Neonazi terrorist plot in British army


This video says about itself:

5 September 2017

Four British Army soldiers arrested on suspicion of being neo-Nazis

FOUR alleged members of banned neo-Nazi group National Action who have been arrested on suspicion of preparing acts of terror are serving members of the Army. …

The document also links National Action to the murder of Labour MP Jo Cox in 2016. It said the group’s online propaganda material frequently features extremely violent imagery and language, and cited tweets posted in connection with her murder at the hands of right-wing extremist Thomas Mair.

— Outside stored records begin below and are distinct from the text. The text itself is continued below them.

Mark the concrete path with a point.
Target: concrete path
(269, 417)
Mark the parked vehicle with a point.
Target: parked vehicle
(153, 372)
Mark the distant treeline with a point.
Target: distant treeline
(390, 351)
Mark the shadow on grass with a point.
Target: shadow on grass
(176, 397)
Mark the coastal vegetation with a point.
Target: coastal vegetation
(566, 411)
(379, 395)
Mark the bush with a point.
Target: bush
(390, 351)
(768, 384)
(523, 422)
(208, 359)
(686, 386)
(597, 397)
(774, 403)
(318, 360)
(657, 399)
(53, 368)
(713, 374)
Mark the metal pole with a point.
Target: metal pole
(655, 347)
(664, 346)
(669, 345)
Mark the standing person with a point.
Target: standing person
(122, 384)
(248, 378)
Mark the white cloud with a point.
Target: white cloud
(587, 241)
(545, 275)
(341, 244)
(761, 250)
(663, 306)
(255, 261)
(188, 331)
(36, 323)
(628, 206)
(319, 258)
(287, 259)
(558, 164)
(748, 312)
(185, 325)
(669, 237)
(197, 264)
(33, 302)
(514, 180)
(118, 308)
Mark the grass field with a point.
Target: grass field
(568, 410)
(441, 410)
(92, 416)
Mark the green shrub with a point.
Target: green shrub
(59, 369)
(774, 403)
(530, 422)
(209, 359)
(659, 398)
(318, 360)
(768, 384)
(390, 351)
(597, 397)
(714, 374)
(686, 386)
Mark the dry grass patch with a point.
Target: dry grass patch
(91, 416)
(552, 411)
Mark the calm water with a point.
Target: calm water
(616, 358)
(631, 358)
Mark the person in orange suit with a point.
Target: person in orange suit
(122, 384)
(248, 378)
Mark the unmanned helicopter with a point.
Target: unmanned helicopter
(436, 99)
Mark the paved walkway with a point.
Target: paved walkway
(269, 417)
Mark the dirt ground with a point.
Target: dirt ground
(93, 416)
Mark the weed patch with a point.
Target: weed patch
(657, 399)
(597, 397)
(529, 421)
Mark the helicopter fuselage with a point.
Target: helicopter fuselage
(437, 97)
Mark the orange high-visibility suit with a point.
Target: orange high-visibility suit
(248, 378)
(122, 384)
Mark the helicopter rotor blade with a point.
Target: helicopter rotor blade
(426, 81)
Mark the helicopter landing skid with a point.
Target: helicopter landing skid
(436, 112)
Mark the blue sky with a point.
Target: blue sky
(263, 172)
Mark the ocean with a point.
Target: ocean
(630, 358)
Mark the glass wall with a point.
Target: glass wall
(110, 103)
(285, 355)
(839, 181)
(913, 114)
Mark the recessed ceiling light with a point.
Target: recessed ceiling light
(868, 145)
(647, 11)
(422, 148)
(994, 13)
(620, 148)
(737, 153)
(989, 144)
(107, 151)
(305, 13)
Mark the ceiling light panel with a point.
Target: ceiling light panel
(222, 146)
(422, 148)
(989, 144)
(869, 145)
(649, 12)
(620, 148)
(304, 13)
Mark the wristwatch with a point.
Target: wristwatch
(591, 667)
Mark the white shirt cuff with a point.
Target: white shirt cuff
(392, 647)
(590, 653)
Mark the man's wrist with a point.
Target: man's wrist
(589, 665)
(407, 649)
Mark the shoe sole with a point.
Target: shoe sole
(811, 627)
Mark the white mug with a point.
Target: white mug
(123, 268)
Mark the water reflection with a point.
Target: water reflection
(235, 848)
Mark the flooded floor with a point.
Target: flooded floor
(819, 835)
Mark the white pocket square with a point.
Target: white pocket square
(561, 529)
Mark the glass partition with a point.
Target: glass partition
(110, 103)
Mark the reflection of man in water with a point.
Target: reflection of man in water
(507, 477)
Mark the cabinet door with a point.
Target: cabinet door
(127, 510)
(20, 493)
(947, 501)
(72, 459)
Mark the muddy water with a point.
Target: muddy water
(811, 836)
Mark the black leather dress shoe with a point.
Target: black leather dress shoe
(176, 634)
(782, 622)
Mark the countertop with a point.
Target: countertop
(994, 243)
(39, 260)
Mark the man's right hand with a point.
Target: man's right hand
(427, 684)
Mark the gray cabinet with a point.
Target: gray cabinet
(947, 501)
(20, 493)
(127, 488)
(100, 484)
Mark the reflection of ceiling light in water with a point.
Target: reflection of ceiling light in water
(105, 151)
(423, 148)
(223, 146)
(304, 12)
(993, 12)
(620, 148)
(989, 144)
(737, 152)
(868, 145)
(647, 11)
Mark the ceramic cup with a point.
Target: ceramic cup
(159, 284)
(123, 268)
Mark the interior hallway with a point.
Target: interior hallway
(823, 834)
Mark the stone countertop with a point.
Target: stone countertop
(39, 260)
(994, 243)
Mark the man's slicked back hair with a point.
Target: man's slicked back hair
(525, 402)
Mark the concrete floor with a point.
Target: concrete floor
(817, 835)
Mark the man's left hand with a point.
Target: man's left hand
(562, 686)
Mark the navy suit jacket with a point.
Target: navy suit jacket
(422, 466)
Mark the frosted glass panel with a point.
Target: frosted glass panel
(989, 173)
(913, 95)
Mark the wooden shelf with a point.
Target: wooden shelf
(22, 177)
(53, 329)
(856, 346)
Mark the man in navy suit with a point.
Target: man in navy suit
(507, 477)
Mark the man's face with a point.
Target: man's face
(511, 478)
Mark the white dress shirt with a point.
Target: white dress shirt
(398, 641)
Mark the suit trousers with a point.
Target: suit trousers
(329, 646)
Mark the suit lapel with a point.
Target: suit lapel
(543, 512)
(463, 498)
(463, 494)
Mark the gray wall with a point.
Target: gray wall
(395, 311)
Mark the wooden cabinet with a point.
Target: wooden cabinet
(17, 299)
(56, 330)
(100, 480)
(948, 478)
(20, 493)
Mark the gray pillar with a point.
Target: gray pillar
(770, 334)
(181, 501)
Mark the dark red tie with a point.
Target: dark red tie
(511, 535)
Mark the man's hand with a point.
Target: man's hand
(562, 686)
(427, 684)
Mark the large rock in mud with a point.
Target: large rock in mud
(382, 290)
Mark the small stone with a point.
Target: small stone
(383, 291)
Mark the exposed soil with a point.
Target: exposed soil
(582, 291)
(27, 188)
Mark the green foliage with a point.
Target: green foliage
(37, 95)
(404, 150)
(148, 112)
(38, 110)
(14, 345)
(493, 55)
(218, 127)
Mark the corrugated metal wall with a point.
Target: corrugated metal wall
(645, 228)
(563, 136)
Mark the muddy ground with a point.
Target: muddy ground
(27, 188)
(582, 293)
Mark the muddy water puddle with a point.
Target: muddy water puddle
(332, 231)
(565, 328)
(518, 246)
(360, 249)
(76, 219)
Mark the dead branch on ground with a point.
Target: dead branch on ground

After the neonazi terrorist plot in the German armynazis in the United States armed forcesnazis in the Belgian armed forces … in the Danish armed forces … in the Ukrainian armed forcesfrom daily The Independent in Britain:

Neo-Nazi arrests: Serving British soldiers held over terror offences as alleged members of National Action

Men arrested on suspicion of the ‘commission, preparation and instigation of acts of terrorism’

Lizzie Dearden, Home Affairs Correspondent

Tuesday 5 September 2017 13:52 BST

Four alleged members of a banned neo-Nazi group arrested on suspicion of terror offences are serving members of the British Army, it has been revealed.

“We can confirm that a number of serving members of the Army have been arrested under the Terrorism Act for being associated with a proscribed far right group,” a spokesperson said. …

West Midlands Police said the suspects are a 22-year-old man from Birmingham, a 32-year-old man from Powys, a 24-year-old man from Ipswich and a 24-year-old man from Northampton.

A spokesperson added: “They have been arrested on suspicion of being concerned in the commission, preparation and instigation of acts of terrorism under Section 41 of the Terrorism Act 2000; namely on suspicion of being a member of a proscribed organisation, National Action. …

The arrests come months after a far-right terror cell was uncovered in the German army.

A Bundeswehr soldier [lieutenant] was found to have posed as a Syrian refugee for more than a year as part of an elaborate plan to launch a “false flag” terror attack that would be blamed on asylum seekers.

The man, named by prosecutors as Franco A, was also a suspected neo-Nazi.

An assault rifle case carved with a swastika was found in his room, where the letters HH [Heil Hitler] were inscribed on the wall and a Nazi-era pamphlet depicting a Wehrmacht soldier was discovered.

A second German soldier was arrested in relation to the plot amid fears of a wider neo-Nazi network within the country’s army, sparking a government investigation.

National Action became the first extreme right-wing group to be banned in the UK in December, but investigations have shown its members are still meeting in secret.

The Government’s list of proscribed terror groups describes it as “a racist neo-Nazi group” that was established in 2013 and had several branches in the UK that launched provocative protests and activity aimed at intimidating local communities. …

“The group is virulently racist, anti-Semitic and homophobic. Its ideology promotes the idea that Britain will inevitably see a violent ‘race war’, which the group claims it will be an active part of. …

National Action, which describes itself as a “National Socialist youth organisation”, was known for using the phrases “Hitler was right” and “Britain is ours, the rest must go” at marches and online.

Its online propaganda included images showing members performing Hitler salutes inside a German concentration campm praise for the man who murdered Jo Cox and posts “glorifying terrorism”. …

While counter-terror efforts in the UK are largely focused on Islamist extremism, the number of suspect far-right radicals flagged to an anti-terror programme has soared.

Just under a third of all people being monitored under the Channel programme in 2016/17 – part of the Prevent terror prevention scheme – believe in extreme right-wing ideologies and are vulnerable to radicalisation, according to unpublished Home Office figures.

Following the terror attack targeting Muslim worshippers in Finsbury Park, which left one man dead, the security minister warned that online propaganda was fuelling both jihadi and far-right extremism.